Hal itu disampaikan Dhani saat rapat Komisi X terkait persetujuan pemberian status WNI terhadap tiga pesepakbola keturunan Indonesia. Ketiga atlet tersebut di antaranya Emil Audero Mulyadi, Dean Ruben James, dan Joey Mathijs Pelupessy.
Dhani menyatakan, dirinya sangat setuju adanya pemain naturalisasi. Namun, ia menyarankan bahwa pemain di atas usia 40 tahun bisa dijodohkan dengan perempuan Indonesia.
"Naturalisasi, tidak harus itu pemain. Bisa juga, misalnya, pemain-pemain bola yang sudah di atas usia 40, itu bisa juga kita naturalisasi pemain bola yang hebat, lalu kita jodohkan dengan perempuan Indonesia.

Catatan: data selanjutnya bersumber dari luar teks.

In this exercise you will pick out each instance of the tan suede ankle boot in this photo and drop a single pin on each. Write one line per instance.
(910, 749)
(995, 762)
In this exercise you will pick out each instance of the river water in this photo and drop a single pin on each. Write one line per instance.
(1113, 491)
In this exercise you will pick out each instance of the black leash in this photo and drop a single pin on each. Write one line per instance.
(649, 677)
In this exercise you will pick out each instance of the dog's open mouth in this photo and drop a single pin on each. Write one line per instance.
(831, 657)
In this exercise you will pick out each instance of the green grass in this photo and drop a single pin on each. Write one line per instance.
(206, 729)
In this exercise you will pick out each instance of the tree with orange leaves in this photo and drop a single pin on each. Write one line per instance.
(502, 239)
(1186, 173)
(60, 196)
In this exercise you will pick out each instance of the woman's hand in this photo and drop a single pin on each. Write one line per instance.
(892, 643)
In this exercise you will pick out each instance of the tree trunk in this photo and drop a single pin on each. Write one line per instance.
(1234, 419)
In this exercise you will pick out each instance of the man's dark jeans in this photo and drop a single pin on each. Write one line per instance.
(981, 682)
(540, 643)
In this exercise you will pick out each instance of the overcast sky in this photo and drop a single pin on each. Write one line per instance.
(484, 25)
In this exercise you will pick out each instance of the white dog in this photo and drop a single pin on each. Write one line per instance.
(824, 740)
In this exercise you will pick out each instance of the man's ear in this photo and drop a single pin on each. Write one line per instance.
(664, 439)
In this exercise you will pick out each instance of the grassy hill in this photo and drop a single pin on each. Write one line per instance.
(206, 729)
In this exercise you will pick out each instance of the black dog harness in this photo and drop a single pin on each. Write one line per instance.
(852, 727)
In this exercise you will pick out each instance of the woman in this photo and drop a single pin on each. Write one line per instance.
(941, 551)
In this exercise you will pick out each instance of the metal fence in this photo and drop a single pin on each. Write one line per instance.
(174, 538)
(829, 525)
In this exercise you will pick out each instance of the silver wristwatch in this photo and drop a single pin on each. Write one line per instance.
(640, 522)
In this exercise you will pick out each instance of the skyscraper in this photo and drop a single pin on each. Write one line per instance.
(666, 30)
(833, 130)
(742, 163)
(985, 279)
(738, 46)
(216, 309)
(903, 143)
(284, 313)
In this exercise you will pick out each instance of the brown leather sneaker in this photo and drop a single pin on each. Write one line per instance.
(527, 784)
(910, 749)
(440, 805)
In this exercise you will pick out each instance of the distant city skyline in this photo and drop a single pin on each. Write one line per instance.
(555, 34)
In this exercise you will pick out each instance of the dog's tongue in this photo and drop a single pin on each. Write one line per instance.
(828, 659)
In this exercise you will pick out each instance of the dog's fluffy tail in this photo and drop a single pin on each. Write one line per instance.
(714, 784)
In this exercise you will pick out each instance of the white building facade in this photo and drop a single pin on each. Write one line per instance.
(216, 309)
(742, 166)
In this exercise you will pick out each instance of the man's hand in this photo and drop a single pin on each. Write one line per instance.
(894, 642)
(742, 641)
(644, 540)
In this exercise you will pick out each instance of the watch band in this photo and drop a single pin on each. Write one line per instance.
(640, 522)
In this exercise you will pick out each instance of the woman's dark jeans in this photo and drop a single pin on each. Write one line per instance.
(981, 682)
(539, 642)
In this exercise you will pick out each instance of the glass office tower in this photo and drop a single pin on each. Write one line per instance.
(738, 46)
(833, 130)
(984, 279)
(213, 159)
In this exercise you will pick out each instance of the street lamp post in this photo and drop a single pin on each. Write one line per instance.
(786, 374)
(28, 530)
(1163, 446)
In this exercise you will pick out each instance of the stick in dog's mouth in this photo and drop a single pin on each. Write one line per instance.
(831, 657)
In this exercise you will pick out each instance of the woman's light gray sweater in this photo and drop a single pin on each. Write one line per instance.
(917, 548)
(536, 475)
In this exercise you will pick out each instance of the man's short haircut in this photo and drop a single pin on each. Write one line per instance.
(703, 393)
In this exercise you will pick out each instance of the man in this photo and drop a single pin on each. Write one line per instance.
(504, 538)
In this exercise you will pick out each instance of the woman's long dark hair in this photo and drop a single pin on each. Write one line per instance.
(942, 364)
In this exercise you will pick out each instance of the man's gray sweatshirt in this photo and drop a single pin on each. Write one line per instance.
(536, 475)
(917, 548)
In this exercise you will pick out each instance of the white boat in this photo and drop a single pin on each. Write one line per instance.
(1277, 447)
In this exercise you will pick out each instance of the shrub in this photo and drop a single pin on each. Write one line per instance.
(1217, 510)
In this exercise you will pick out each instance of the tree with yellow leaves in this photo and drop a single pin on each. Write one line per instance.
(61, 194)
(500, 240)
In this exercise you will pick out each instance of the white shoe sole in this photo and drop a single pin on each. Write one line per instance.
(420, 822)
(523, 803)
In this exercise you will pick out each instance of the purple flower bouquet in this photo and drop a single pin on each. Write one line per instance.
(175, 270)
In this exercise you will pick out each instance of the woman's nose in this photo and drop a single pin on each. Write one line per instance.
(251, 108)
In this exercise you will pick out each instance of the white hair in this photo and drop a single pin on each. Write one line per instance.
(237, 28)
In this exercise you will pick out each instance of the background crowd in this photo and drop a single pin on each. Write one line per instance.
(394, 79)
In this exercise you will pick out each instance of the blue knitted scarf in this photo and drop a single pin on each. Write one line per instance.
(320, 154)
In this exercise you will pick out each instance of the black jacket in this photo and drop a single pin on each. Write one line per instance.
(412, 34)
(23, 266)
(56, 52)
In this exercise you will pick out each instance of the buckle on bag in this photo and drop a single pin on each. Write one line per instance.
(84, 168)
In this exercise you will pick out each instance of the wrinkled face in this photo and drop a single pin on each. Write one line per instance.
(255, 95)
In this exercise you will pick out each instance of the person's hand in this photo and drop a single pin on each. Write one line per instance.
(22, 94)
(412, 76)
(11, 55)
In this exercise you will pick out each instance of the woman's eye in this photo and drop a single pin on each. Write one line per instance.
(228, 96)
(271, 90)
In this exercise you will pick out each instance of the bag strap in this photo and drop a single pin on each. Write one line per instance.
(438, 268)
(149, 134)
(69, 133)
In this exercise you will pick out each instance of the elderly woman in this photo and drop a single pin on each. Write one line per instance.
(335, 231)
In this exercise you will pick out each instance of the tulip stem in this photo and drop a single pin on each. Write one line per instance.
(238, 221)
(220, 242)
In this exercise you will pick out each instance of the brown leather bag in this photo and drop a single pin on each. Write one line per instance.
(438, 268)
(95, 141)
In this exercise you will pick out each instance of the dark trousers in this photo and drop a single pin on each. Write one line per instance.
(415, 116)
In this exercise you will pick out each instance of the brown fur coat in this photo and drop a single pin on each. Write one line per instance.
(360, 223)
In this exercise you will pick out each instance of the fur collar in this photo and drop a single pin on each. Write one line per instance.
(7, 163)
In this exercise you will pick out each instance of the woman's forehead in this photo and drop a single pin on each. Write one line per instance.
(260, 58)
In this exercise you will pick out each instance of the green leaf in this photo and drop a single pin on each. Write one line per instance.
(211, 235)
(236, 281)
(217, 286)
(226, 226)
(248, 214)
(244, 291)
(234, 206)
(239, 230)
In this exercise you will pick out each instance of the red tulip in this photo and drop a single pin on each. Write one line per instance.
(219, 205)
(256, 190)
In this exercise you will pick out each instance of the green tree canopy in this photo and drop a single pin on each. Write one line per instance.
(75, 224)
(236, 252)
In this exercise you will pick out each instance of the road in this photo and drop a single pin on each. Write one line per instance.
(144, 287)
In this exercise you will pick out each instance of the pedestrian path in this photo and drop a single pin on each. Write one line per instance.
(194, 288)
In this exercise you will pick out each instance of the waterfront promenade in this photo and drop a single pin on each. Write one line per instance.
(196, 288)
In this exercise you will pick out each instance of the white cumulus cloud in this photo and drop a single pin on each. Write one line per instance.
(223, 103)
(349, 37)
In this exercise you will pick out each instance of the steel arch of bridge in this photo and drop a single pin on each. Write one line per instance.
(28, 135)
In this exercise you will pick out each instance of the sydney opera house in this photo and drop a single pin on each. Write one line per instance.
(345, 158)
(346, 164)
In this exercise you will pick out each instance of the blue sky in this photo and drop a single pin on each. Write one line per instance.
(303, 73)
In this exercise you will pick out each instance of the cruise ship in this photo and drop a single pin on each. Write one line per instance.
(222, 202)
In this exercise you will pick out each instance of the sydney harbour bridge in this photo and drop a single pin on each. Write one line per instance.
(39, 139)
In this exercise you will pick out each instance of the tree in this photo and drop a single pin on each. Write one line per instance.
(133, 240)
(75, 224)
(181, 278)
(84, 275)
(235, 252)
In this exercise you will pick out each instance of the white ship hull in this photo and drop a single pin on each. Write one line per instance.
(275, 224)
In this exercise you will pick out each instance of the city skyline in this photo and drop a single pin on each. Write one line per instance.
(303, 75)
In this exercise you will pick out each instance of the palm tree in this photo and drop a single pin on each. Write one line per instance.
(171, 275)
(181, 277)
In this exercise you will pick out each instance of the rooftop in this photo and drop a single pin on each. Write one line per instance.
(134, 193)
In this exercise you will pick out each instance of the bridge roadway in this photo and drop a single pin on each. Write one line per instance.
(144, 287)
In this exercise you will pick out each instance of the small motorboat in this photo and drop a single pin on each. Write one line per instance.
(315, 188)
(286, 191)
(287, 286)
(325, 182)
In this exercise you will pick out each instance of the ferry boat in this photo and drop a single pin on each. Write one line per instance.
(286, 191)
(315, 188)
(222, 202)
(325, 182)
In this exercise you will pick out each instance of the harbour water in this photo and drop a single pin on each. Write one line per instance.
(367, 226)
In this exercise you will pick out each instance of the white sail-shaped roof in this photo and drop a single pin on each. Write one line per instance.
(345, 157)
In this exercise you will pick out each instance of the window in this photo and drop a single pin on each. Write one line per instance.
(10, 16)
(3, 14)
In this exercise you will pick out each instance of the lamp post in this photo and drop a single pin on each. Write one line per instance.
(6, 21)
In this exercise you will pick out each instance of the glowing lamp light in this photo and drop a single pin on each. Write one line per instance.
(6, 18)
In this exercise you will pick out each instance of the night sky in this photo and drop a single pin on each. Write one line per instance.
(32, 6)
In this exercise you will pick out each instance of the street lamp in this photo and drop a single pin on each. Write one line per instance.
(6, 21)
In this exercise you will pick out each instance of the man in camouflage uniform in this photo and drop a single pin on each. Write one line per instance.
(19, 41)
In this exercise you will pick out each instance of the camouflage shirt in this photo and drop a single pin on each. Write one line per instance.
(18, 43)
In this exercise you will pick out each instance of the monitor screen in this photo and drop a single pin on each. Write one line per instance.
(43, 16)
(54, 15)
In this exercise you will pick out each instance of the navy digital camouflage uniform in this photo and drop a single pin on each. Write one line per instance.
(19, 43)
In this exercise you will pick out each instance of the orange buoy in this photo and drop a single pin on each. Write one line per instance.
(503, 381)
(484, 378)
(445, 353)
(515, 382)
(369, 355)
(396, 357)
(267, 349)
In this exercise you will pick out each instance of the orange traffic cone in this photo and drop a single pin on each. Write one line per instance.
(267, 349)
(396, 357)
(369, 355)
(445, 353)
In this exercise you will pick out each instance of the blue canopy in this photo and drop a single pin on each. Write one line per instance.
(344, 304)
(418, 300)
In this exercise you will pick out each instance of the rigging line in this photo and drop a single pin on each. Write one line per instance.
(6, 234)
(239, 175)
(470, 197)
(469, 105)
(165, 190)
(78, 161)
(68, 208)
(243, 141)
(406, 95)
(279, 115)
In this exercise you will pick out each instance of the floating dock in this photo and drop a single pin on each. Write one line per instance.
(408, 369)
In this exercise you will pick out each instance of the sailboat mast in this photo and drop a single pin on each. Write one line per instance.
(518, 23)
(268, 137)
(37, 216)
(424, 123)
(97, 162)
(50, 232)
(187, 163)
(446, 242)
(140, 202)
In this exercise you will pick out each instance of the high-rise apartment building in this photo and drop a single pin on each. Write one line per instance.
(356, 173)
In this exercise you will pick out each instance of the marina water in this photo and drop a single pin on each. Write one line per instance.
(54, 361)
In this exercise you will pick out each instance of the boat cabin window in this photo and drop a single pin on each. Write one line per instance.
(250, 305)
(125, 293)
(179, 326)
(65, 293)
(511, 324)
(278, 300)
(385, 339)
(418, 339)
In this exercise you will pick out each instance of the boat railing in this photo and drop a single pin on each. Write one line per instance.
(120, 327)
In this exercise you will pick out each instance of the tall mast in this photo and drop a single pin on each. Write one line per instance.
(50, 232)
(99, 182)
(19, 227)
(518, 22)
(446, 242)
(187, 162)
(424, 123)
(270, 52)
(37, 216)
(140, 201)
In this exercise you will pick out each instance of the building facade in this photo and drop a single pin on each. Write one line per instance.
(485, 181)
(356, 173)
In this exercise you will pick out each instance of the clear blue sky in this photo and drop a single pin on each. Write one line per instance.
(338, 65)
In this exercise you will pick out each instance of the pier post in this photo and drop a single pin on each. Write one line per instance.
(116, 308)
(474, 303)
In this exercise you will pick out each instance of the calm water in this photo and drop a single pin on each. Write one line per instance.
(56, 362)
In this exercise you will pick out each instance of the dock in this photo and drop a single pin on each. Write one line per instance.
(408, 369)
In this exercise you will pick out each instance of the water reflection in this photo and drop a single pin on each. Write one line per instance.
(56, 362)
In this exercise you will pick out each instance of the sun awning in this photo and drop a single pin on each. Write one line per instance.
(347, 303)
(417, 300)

Nah, anaknya itu yang kita harapkan menjadi pemain bola yang bagus juga," kata Dhani di ruang rapat Komisi X DPR RI, Kompleks Parlemen, Senayan, Jakarta (5/3).
Dhani menyarankan, usulan itu bisa digunakan untuk mengurangi pemain dengan ras Eropa. Ia berharap, jika pemain naturalisasi menikah dengan perempuan WNI, maka nanti anaknya bisa dibina oleh pemerintah.
"Nah, anaknya itu yang kita harapkan menjadi pemain bola yang bagus juga," ungkap Dhani.
Suami dari Mulan Jamela itu mengakui bahwa sarannya memang unik. Karena itu, ia meminta agar pesepakbola yang sudah umur bisa dicarikan jodoh dengan wanita Indonesia.
"Ini pemikirannya agak out of the box, Pak Erick, tapi bisa dianggarkan untuk 2026 programnya. Jadi pemain bola di atas 40 tahun yang mau dinaturalisasi dan mungkin yang duda, kita carikan jodoh di Indonesia, Pak," ujar Dhani.
Lebih lanjut, Dhani juga menyinggung pemain dari Arab hingga Aljazair untuk bisa dinaturalisasi juga. Namun, ia mengingatkan Ketua Umum PSSI Erick Thohir untuk mengkaji usulannya itu.
"Jadi kemungkinan ada pemain Arab, Algeria, atau Aljazair, atau yang mana, mungkin Maroko, banyak pemain jago-jago, mungkin yang sudah tua, kita naturalisasi, Pak. Carikan istri di sini, lalu anaknya kita bina, Pak. Itu pasti yakin hasilnya akan lebih baik karena dia Indonesian born," pungkasnya.